3

I Have a bucket in S3 with a csv in it.
There are no none-ASCII characters in it.
when I try to read it using python it will not let me.
I used: df = self.s3_input_bucket.get_file_contents_from_s3(path)
as I used on many occasions recently in the same script, and get: UnicodeDecodeError: 'utf8' codec can't decode byte 0x84 in position 14: invalid start byte.
to make sure it goes to the right path, i put another plain text file in the same folder and was able to read it without a problem.
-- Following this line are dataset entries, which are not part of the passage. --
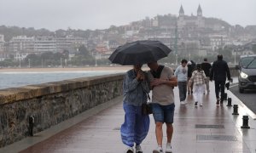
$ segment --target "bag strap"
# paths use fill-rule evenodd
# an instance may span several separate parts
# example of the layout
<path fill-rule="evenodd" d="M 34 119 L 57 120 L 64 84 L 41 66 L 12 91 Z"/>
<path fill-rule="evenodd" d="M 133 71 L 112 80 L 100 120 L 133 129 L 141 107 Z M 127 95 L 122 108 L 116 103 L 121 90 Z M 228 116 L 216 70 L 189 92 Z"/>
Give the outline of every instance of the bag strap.
<path fill-rule="evenodd" d="M 164 65 L 160 65 L 156 70 L 156 71 L 150 71 L 150 73 L 152 74 L 152 76 L 154 76 L 154 78 L 160 78 L 161 72 L 164 69 Z"/>

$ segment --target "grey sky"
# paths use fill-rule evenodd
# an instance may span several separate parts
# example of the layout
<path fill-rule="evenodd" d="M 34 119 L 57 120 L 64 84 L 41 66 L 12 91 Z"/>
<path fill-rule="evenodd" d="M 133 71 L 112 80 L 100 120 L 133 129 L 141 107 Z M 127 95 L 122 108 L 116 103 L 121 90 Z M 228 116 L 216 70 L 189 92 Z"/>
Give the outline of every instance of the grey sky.
<path fill-rule="evenodd" d="M 256 25 L 256 0 L 0 0 L 0 26 L 57 29 L 105 29 L 146 16 L 196 14 L 222 19 L 231 25 Z"/>

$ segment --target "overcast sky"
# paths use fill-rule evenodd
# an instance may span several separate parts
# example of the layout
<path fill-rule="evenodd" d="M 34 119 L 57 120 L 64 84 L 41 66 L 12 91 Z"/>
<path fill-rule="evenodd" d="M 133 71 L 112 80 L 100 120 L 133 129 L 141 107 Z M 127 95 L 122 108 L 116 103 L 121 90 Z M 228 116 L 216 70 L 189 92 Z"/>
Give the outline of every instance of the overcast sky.
<path fill-rule="evenodd" d="M 196 14 L 231 25 L 256 25 L 256 0 L 0 0 L 0 26 L 57 29 L 106 29 L 146 16 Z"/>

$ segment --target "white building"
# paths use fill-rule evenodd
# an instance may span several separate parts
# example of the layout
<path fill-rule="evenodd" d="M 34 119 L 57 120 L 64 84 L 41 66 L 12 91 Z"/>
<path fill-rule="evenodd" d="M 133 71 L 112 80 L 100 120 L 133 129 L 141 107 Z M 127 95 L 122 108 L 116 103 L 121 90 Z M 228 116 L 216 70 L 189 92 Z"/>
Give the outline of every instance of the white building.
<path fill-rule="evenodd" d="M 34 50 L 34 37 L 17 36 L 9 41 L 9 51 L 13 53 L 28 53 Z"/>
<path fill-rule="evenodd" d="M 57 52 L 56 39 L 53 37 L 37 37 L 34 44 L 34 51 L 37 53 Z"/>
<path fill-rule="evenodd" d="M 83 37 L 75 37 L 73 36 L 67 36 L 66 37 L 56 37 L 56 48 L 58 52 L 64 49 L 68 51 L 75 50 L 81 45 L 87 46 L 87 41 Z"/>
<path fill-rule="evenodd" d="M 0 34 L 0 52 L 3 52 L 4 36 Z"/>
<path fill-rule="evenodd" d="M 224 47 L 224 45 L 231 44 L 231 42 L 227 35 L 214 34 L 210 35 L 209 37 L 212 50 L 216 50 L 217 48 Z"/>

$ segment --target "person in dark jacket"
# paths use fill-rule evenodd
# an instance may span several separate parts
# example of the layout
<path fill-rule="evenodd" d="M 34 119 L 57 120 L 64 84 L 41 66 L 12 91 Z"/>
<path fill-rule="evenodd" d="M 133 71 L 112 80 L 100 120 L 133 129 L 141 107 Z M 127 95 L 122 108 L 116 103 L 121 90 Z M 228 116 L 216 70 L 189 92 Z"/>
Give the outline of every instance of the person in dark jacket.
<path fill-rule="evenodd" d="M 224 85 L 226 79 L 230 81 L 230 71 L 226 61 L 223 60 L 223 55 L 218 54 L 217 56 L 218 60 L 213 62 L 212 67 L 210 72 L 210 81 L 214 80 L 215 83 L 215 94 L 217 102 L 216 105 L 223 105 L 224 97 Z M 221 92 L 221 97 L 219 99 L 219 90 Z"/>
<path fill-rule="evenodd" d="M 195 69 L 195 63 L 193 60 L 190 60 L 188 62 L 188 82 L 187 82 L 187 90 L 188 90 L 188 94 L 189 94 L 191 93 L 191 94 L 193 94 L 193 82 L 191 82 L 191 85 L 189 86 L 189 82 L 190 80 L 190 77 L 192 76 L 192 72 Z"/>
<path fill-rule="evenodd" d="M 207 61 L 207 58 L 204 59 L 204 61 L 201 64 L 201 68 L 204 71 L 207 76 L 206 86 L 207 86 L 207 94 L 209 94 L 210 93 L 209 80 L 210 80 L 210 71 L 212 68 L 212 65 Z"/>

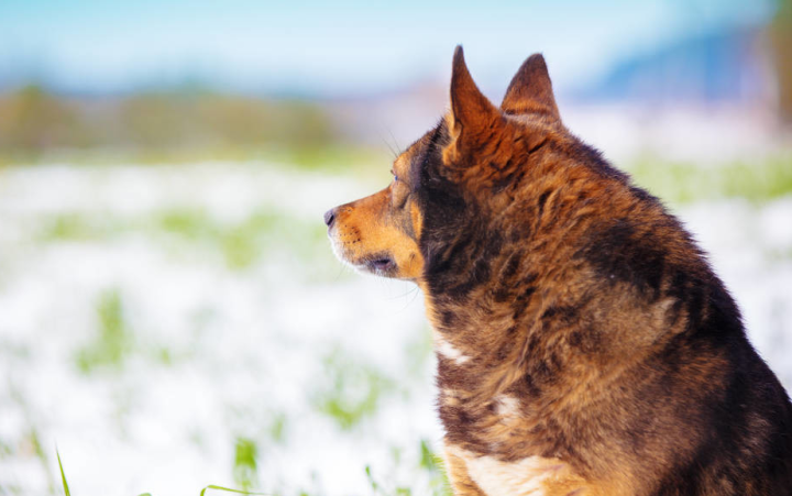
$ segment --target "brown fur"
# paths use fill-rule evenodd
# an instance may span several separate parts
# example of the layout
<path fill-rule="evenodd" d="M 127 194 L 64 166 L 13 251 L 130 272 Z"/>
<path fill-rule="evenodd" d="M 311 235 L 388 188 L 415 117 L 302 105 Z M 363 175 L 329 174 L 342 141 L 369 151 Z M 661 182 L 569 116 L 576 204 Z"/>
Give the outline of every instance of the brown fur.
<path fill-rule="evenodd" d="M 544 60 L 451 109 L 337 253 L 424 290 L 455 494 L 792 494 L 792 407 L 680 223 L 562 124 Z"/>

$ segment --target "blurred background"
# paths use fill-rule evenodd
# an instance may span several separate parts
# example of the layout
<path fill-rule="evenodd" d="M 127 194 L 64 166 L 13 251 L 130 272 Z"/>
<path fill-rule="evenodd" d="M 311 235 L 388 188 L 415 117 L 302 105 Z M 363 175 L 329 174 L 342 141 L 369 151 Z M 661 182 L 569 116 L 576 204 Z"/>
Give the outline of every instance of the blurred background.
<path fill-rule="evenodd" d="M 792 386 L 792 1 L 0 2 L 0 495 L 442 495 L 421 295 L 321 214 L 531 53 Z M 219 493 L 218 493 L 219 494 Z"/>

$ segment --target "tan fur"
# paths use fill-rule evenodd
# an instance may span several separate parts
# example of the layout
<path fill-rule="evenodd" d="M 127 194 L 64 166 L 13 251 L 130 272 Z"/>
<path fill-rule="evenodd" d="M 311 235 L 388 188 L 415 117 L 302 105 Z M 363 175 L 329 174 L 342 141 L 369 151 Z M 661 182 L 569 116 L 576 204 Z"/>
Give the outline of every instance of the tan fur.
<path fill-rule="evenodd" d="M 789 494 L 792 406 L 690 235 L 564 128 L 541 56 L 501 108 L 461 48 L 452 74 L 397 179 L 328 224 L 425 295 L 454 494 Z"/>

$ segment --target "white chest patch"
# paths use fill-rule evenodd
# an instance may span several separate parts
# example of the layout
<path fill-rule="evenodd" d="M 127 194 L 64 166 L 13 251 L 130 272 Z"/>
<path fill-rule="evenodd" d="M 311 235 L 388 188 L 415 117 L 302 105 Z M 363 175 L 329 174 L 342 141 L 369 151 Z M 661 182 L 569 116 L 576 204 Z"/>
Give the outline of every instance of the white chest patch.
<path fill-rule="evenodd" d="M 452 360 L 457 365 L 462 365 L 470 360 L 470 356 L 455 349 L 453 344 L 446 341 L 439 332 L 435 333 L 435 350 L 442 356 Z"/>
<path fill-rule="evenodd" d="M 487 496 L 546 496 L 548 482 L 569 475 L 566 464 L 556 459 L 529 456 L 502 462 L 465 450 L 451 451 L 465 462 L 468 475 Z"/>

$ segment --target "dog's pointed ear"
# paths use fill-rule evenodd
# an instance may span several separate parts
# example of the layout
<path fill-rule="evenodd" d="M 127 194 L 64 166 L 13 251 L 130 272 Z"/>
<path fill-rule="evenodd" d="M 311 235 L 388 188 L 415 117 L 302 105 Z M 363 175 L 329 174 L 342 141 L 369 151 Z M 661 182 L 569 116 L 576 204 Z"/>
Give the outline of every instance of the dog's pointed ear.
<path fill-rule="evenodd" d="M 462 46 L 454 51 L 451 71 L 451 112 L 449 130 L 453 147 L 475 148 L 491 137 L 502 119 L 501 111 L 479 90 L 464 62 Z"/>
<path fill-rule="evenodd" d="M 534 54 L 522 63 L 506 90 L 501 110 L 512 114 L 542 113 L 561 120 L 541 54 Z"/>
I tried many solutions I found on other questions. just one example, I saw a solution someone offered, to try this:

str = unicode(str, errors='replace')

or

str = unicode(str, errors='ignore')
from this question: UnicodeDecodeError: 'utf8' codec can't decode byte 0x9c
but how can I use them in this case?
this did not work:

str = unicode(self.s3_input_bucket.get_file_contents_from_s3(path), errors='replace')

Zusman
  • 606
  • 1
  • 7
  • 31
  • 1
    The file is not encoded with UTF-8. You need to tell the S3 library to use a different codec. Which library are you using? A search for "AWS S3" returns multiple matches on PyPI. – lenz Feb 03 '19 at 10:58
  • 1
    This is one of the many weaknesses with the CSV formats. As with all text files, you have to read it with the character encoding it was written with. If you don't know which it is then there is a failed communication. Can you ask the writer or refer to documents or see the HTTP headers, ...? – Tom Blodget Feb 03 '19 at 14:44

2 Answers2

3

Apparently, I tried to open a zipped filed.
after much research, I was able to read it into a data frame using this code:

import zipfile
import s3fs
s3_fs = s3fs.S3FileSystem(s3_additional_kwargs={'ServerSideEncryption': 'AES256'})

market_score = self._zipped_csv_from_s3_to_df(os.path.join(my-bucket, path-in-bucket), s3_fs)

def _zipped_csv_from_s3_to_df(self, path, s3_fs):
    with s3_fs.open(path) as zipped_dir:
            with zipfile.ZipFile(zipped_dir, mode='r') as zipped_content:
                for score_file in zipped_content.namelist():
                    with zipped_content.open(score_file) as scores:
                        return pd.read_csv(scores)

I will always have only one csv file inside the zip, so that is why I know I can return on the first iteration.
however this function iterate over the files in the zip.

Zusman
  • 606
  • 1
  • 7
  • 31
2

The error message in the question actually related to a CSV encoding issue (quite separate from the title: "read zipped CSV from s3").

One possible solution to the title question is:

pd.read_csv('s3://bucket-name/path/to/zip/my_file.zip')

Pandas will open the zip and read in the CSV. This will only work if the zip contains a single CSV file. If there are multiple, another solution is required (perhaps more like OP's solution).

The encoding issue can be resolved by specifying the encoding type in the read. For example:

pd.read_csv('s3://bucket-name/path/to/zip/my_file.zip', encoding = "ISO-8859-1")

defraggled
  • 1,014
  • 11
  • 13